Still, he is optimistic. At one point this summer, he feared he’d lose most of his crops to the storms that left standing water in his fields for days.

“It’s turning out a bit better than what we all expected,” Beeker said. “We didn’t know if we were even gonna have anything to harvest at one point.”

Chris Cherry, who farms more than 3,000 acres of corn and soybeans, faces a similar forecast for his corn.

His soybean fields surprised him, he said, and he expects those yields to be normal or slightly above average. But he estimates he lost about 10 percent of total corn yield from excessive summer rain, which was followed by a couple of weeks of abnormally dry conditions.

“When you go from one extreme to the other like that, it just puts the corn under so much stress,” Cherry said, adding he can’t recall a single year in recent memory with similar weather conditions.

That drop in production will mean a loss in revenue, Cherry said, but he won’t know totals until combines have made their way through all the fields by the end of the month.

According to U.S. climate data, a total of 16.5 inches of rain fell in Greenfield in June and July, a sharp increase from the 9.8-inch historical average for those months.

Roy Ballard, agriculture resources educator with the local Purdue Extension office, said the amount of rain that fell throughout the county in those summer months left little time for farmers to react.

“If the fields get flooded early on after everything’s planted, there’s still time for the farmers to replant and start over fresh,” Ballard said.

But once crops have matured — as they do in the summer months — that’s no longer an option, he said.

And even after the pools of water drowning the crops recede, Ballard said, the roots remain saturated, which can cause nutrient deficiency.

Farmers can try to get around that by adding supplemental nutrients to crops, but once the plants grow large, it’s risky to maneuver machinery around fields to apply the fertilizer, he said.

Statewide, Hancock County farms were spared from some of the worst weather, said Chris Hurt, agricultural economist at Purdue University.

The northwestern part of the state was hit hardest, and the west-central region was also impacted significantly, he said, adding the extent of the damage won’t be known until yield totals are tallied at the end of the year.

According to projections supplied by the U.S. Department of Agriculture, statewide averages for both corn and soybeans will be down about 4 percent, Hurt said. But those numbers can vary significantly based on location and how much low-lying land farmers have crops planted in, he said.

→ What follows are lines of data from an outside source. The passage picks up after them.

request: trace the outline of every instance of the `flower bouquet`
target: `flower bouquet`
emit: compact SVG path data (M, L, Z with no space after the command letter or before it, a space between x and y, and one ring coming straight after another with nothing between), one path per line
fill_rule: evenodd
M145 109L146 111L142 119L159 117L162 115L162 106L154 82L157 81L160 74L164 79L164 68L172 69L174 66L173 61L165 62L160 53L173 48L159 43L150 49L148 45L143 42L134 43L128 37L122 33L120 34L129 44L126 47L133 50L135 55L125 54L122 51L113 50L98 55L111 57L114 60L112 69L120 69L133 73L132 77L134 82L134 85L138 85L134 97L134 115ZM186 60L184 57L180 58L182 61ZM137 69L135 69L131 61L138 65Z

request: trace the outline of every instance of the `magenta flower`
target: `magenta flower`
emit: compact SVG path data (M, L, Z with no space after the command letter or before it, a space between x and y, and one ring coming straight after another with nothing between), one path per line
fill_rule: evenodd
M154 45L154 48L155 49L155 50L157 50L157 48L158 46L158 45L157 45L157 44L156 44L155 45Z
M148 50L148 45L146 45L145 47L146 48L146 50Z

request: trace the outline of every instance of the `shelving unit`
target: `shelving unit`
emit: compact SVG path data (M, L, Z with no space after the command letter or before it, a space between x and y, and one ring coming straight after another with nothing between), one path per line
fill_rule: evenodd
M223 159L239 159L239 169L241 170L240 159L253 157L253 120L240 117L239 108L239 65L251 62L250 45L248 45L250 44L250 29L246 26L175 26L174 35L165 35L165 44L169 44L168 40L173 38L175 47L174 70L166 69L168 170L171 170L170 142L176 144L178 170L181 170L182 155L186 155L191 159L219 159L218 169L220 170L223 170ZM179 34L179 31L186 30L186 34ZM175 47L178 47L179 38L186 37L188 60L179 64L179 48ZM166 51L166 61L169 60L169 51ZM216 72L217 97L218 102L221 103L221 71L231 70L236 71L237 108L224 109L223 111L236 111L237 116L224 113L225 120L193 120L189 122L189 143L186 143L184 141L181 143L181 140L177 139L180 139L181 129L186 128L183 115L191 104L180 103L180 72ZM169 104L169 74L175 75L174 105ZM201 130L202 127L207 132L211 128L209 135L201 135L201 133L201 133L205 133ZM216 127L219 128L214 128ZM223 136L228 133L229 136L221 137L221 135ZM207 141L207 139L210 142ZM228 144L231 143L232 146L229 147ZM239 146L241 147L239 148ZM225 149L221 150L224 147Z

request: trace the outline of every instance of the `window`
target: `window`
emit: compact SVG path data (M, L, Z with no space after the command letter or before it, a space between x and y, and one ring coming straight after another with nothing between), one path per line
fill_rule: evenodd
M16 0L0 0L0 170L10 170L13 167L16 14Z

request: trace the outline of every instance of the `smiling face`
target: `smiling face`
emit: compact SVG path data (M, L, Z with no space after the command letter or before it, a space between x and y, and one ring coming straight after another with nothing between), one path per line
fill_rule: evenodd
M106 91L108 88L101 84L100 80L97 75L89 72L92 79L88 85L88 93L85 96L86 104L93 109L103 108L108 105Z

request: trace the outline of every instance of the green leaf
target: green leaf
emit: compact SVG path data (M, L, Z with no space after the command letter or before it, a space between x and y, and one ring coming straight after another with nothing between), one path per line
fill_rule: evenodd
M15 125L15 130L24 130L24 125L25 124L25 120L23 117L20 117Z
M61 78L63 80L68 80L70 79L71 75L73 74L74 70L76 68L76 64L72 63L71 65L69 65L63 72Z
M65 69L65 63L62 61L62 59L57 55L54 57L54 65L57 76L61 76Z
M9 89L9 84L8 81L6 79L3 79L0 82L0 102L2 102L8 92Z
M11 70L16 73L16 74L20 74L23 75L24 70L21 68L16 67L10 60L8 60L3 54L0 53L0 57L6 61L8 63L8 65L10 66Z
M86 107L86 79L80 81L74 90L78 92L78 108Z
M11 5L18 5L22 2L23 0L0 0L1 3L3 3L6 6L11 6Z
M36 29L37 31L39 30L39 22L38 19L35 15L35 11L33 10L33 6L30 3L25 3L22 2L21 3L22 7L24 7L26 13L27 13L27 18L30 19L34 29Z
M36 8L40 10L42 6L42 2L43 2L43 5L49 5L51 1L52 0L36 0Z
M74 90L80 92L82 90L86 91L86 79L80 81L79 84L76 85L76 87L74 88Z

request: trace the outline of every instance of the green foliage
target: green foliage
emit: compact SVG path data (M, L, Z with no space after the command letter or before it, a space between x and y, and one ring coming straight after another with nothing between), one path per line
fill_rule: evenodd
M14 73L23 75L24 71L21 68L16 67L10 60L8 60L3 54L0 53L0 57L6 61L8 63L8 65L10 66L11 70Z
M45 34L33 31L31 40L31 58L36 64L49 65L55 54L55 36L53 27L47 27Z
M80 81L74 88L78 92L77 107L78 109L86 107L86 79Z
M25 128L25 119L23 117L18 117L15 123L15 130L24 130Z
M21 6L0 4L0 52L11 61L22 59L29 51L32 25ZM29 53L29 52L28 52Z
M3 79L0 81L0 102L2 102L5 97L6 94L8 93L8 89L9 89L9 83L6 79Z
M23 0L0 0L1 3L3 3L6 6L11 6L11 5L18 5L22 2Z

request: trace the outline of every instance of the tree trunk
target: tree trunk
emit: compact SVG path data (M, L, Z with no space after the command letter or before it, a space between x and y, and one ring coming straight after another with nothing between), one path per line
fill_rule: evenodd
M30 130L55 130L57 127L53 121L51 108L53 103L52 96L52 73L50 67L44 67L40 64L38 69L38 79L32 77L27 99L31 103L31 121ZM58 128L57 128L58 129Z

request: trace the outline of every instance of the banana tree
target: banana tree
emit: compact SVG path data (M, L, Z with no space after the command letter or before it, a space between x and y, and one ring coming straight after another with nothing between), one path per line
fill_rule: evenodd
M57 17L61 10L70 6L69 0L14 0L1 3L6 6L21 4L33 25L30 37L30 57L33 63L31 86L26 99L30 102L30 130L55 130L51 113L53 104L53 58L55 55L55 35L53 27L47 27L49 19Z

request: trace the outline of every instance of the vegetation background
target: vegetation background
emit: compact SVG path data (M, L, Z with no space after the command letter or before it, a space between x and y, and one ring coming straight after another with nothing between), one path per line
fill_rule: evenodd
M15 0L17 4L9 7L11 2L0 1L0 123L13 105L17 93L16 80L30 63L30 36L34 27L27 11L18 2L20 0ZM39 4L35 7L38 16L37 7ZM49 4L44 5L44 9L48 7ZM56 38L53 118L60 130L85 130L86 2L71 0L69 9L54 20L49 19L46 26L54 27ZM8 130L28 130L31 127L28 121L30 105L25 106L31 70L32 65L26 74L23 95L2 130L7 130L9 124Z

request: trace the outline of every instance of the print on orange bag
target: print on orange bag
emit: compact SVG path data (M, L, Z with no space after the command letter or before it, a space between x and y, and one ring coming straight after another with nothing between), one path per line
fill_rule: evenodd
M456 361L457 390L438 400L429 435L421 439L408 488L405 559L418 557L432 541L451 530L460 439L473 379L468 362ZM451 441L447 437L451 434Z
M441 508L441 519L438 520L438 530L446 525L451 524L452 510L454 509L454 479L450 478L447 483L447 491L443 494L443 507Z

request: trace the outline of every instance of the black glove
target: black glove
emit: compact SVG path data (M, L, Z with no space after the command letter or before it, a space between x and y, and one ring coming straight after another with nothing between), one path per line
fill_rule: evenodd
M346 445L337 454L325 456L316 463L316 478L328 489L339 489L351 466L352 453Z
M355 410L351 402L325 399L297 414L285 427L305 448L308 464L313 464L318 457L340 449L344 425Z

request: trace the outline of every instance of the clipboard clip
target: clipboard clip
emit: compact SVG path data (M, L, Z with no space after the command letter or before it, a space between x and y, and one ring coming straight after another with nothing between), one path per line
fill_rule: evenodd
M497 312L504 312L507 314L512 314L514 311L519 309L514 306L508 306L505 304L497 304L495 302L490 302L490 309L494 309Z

“Averages, many times, don’t tell the whole story,” Hurt said. “There may be some people who got 5 inches of rain on their land, but the area average was only 2. We would expect quite a bit of volatility.”

Despite his expectation that crop totals won’t be what he had hoped for, Cherry said harvest season remains one of the most gratifying times of his year.

“You get to pull in what you’ve worked all spring and summer to plant,” he said. “This is most farmers’ favorite time of the year.”